The time passed—the happy evenings with
Marguerite came and went. It was again the
tenth morning since Vendale had written to the
Swiss firm; and again the answer appeared on
his desk with the other letters of the day:
"Dear Sir. My senior partner, M. Defresnier, has
been called away, by urgent business, to Milan. In
his absence (and with his full concurrence and authority),
I now write to you again on the subject of the
missing five hundred pounds.
"Your discovery that the forged receipt is executed
upon one of our numbered and printed forms has
caused inexpressible surprise and distress to my
partner and to myself. At the time when your
remittance was stolen, but three keys were in
existence opening the strong box in which our receipt-
forms are invariably kept. My partner had one
key; I had the other. The third was in the
possession of a gentleman who, at that period, occupied
a position of trust in our house. We should as soon
have thought of suspecting one of ourselves as of
suspecting this person. Suspicion now points at
him, nevertheless. I cannot prevail on myself to
inform you who the person is, so long as there is
the shadow of a chance that he may come innocently
out of the inquiry which must now be instituted.

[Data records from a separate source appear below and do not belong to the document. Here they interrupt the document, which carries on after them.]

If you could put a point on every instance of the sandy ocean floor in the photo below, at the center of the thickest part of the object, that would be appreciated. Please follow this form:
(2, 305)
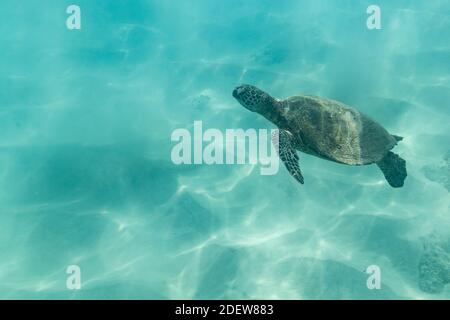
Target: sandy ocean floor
(86, 176)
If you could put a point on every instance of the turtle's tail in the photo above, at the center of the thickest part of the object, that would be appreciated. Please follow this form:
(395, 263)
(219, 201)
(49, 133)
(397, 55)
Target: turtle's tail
(394, 169)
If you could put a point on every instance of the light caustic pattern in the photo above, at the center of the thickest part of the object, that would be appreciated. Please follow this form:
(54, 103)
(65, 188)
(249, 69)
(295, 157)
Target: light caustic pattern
(86, 177)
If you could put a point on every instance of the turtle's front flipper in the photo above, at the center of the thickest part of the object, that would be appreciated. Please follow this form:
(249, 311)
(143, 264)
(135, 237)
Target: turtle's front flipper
(394, 169)
(283, 143)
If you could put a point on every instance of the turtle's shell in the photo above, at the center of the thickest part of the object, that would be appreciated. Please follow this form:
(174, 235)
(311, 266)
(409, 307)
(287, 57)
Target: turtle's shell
(332, 130)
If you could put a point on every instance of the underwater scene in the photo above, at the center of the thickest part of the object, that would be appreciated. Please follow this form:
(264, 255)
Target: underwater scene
(99, 201)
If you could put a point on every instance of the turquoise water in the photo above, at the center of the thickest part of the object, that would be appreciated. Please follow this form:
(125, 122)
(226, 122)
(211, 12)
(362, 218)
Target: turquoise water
(86, 176)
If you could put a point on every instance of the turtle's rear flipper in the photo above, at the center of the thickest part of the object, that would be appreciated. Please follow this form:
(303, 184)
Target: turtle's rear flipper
(394, 169)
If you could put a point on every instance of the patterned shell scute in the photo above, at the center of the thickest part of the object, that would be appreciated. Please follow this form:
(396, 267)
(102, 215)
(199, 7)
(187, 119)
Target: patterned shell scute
(332, 130)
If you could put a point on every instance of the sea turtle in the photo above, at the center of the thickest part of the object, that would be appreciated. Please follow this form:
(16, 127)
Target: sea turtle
(327, 129)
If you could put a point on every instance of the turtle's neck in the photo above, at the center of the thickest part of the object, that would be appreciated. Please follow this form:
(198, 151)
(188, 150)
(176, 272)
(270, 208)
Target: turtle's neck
(274, 112)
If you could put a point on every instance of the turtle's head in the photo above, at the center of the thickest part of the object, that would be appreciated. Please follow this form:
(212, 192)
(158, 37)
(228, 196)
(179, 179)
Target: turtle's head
(253, 98)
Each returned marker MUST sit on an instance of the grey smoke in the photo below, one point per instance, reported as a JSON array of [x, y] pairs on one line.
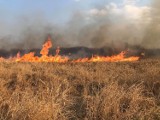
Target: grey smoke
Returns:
[[100, 30]]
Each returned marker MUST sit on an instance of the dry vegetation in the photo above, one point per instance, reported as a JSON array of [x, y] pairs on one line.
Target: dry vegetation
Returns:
[[89, 91]]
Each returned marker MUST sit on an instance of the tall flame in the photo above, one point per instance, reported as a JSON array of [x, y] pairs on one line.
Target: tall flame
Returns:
[[46, 46], [30, 57]]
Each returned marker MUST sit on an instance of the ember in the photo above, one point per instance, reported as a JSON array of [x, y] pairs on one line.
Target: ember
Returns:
[[30, 57]]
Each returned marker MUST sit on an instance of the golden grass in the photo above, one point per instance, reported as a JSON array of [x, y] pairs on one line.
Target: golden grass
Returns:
[[89, 91]]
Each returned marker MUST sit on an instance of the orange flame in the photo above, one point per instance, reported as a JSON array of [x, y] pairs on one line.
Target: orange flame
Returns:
[[30, 57], [46, 46]]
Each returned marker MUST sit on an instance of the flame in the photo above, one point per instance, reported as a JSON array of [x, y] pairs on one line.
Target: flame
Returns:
[[30, 57], [115, 58], [46, 46]]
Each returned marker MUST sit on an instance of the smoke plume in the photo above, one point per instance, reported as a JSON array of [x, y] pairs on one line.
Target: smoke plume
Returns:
[[110, 25]]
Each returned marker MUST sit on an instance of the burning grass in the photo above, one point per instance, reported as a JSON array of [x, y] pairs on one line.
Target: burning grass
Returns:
[[103, 91]]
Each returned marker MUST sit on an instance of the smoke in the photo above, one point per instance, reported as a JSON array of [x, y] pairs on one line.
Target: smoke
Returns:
[[152, 36], [103, 25]]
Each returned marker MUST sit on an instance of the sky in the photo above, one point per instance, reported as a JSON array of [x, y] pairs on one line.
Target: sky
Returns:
[[54, 11]]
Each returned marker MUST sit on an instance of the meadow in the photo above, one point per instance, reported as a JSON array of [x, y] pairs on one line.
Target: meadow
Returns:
[[80, 91]]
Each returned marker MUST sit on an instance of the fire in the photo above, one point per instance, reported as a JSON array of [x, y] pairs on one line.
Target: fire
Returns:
[[115, 58], [30, 57], [46, 46]]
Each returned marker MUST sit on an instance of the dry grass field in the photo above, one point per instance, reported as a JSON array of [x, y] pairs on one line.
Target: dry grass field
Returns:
[[80, 91]]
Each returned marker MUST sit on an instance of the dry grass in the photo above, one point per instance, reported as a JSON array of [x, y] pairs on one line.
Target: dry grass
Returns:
[[89, 91]]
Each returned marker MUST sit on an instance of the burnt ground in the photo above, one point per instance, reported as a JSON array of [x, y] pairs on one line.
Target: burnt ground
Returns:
[[71, 91]]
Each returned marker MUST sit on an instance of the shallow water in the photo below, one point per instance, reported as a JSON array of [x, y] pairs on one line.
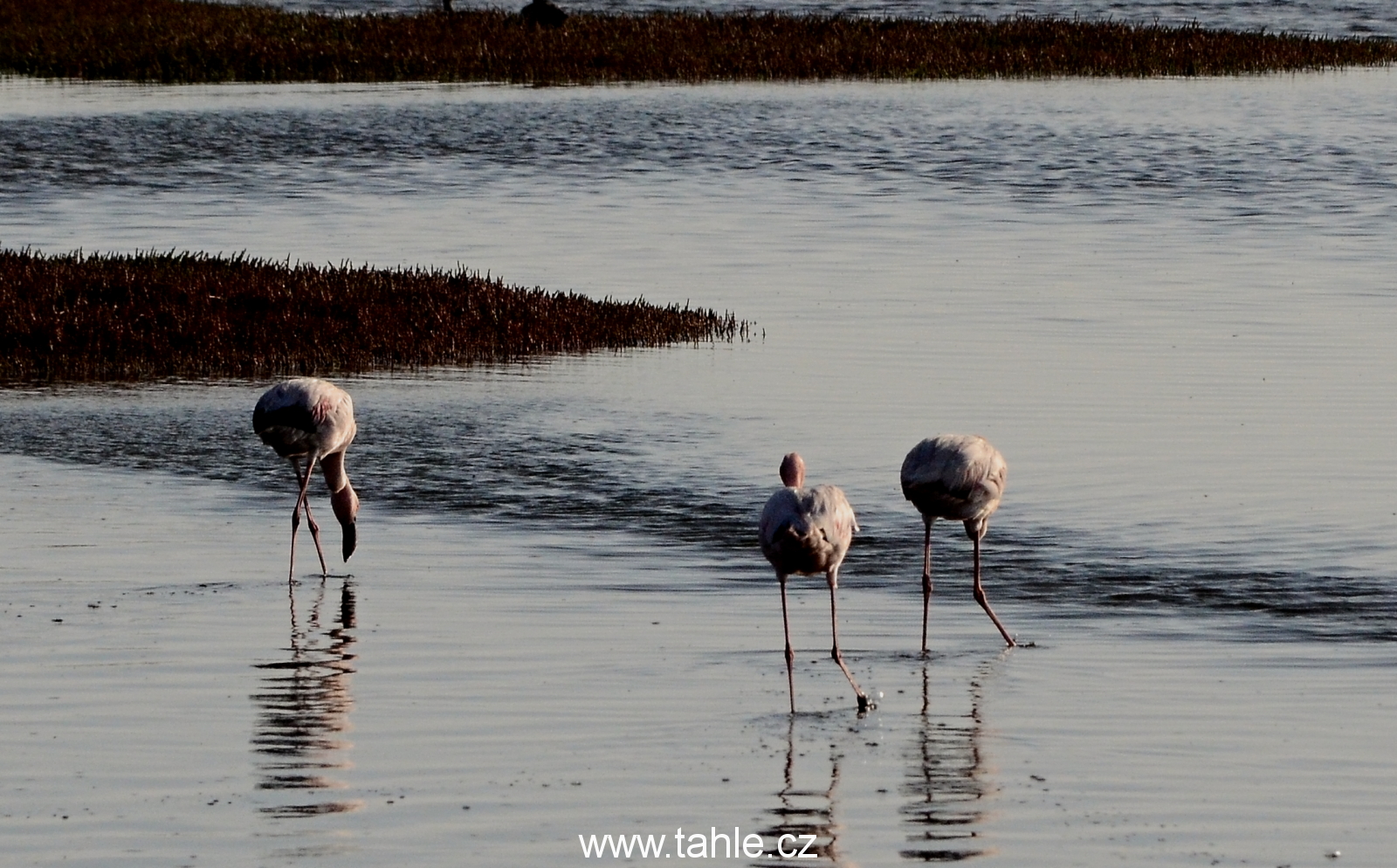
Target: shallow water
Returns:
[[474, 695], [1166, 302]]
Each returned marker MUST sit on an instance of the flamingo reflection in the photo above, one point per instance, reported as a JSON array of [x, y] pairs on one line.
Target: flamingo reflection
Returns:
[[946, 782], [801, 815], [304, 710]]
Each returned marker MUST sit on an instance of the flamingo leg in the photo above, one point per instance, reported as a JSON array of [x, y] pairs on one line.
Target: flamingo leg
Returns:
[[295, 516], [311, 520], [786, 623], [835, 651], [984, 602], [926, 577]]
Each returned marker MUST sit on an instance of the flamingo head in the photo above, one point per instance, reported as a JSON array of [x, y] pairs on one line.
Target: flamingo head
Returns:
[[793, 472], [346, 504]]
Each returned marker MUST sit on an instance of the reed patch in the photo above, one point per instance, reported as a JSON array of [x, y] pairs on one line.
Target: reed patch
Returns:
[[179, 41], [192, 314]]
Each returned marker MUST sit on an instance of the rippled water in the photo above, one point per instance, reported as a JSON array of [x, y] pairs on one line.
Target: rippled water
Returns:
[[1168, 302]]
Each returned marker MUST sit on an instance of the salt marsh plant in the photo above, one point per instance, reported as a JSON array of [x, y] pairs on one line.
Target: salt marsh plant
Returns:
[[192, 314], [179, 41]]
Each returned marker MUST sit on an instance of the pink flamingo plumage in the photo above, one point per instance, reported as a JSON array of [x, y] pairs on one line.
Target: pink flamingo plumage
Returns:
[[808, 530], [313, 419], [959, 477]]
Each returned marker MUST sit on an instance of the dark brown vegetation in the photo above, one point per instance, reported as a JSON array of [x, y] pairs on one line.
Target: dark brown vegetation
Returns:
[[179, 41], [190, 314]]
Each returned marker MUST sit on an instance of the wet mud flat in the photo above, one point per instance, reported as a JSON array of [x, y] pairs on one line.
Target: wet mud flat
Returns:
[[475, 692]]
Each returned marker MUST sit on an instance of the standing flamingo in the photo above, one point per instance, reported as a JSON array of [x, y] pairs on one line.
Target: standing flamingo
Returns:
[[957, 477], [313, 419], [808, 530]]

Forgive my silence; the motive of it is good.
"The form our investigation must now take is
simple enough. The handwriting on your receipt
must be compared, by competent persons whom we
have at our disposal, with certain specimens of hand-
writing in our possession. I cannot send you the
specimens, for business reasons, which, when you
hear them, you are sure to approve. I must beg
you to send me the receipt to Neuchâtel—and, in
making this request, I must accompany it by a word
of necessary warning.
"If the person, at whom suspicion now points,
really proves to be the person who has committed
this forgery and theft, I have reason to fear that
circumstances may have already put him on his
guard. The only evidence against him is the
evidence in your hands, and he will move heaven and
earth to obtain and destroy it. I strongly urge you
not to trust the receipt to the post. Send it to me,
without loss of time, by a private hand, and choose
nobody for your messenger but a person long
established in your own employment, accustomed to
travelling, capable of speaking French; a man of
courage, a man of honesty, and, above all things, a
man who can be trusted to let no stranger scrape
acquaintance with him on the route. Tell no one—
absolutely no one—but your messenger of the turn
this matter has now taken. The safe transit of the
receipt may depend on your interpreting literally the
advice which I give you at the end of this letter.
"I have only to add that every possible saving
of time is now of the last importance. More than
one of our receipt-forms is missing—and it is
impossible to say what new frauds may not be
committed, if we fail to lay our hands on the thief.
"Your faithful servant.
"ROLLAND,
"(Signing for Defresnier and Cie)."
Who was the suspected man? In Vendale's
position, it seemed useless to inquire.
Who was to be sent to Neuchâtel with the
receipt? Men of courage and men of honesty
were to be had at Cripple Corner for the
asking. But where was the man who was
accustomed to foreign travelling, who could
speak the French language, and who could be
really relied on to let no stranger scrape
acquaintance with him on his route? There was
but one man at hand who combined all those
requisites in his own person, and that man was
Vendale himself.
It was a sacrifice to leave his business; it
was a greater sacrifice to leave Marguerite.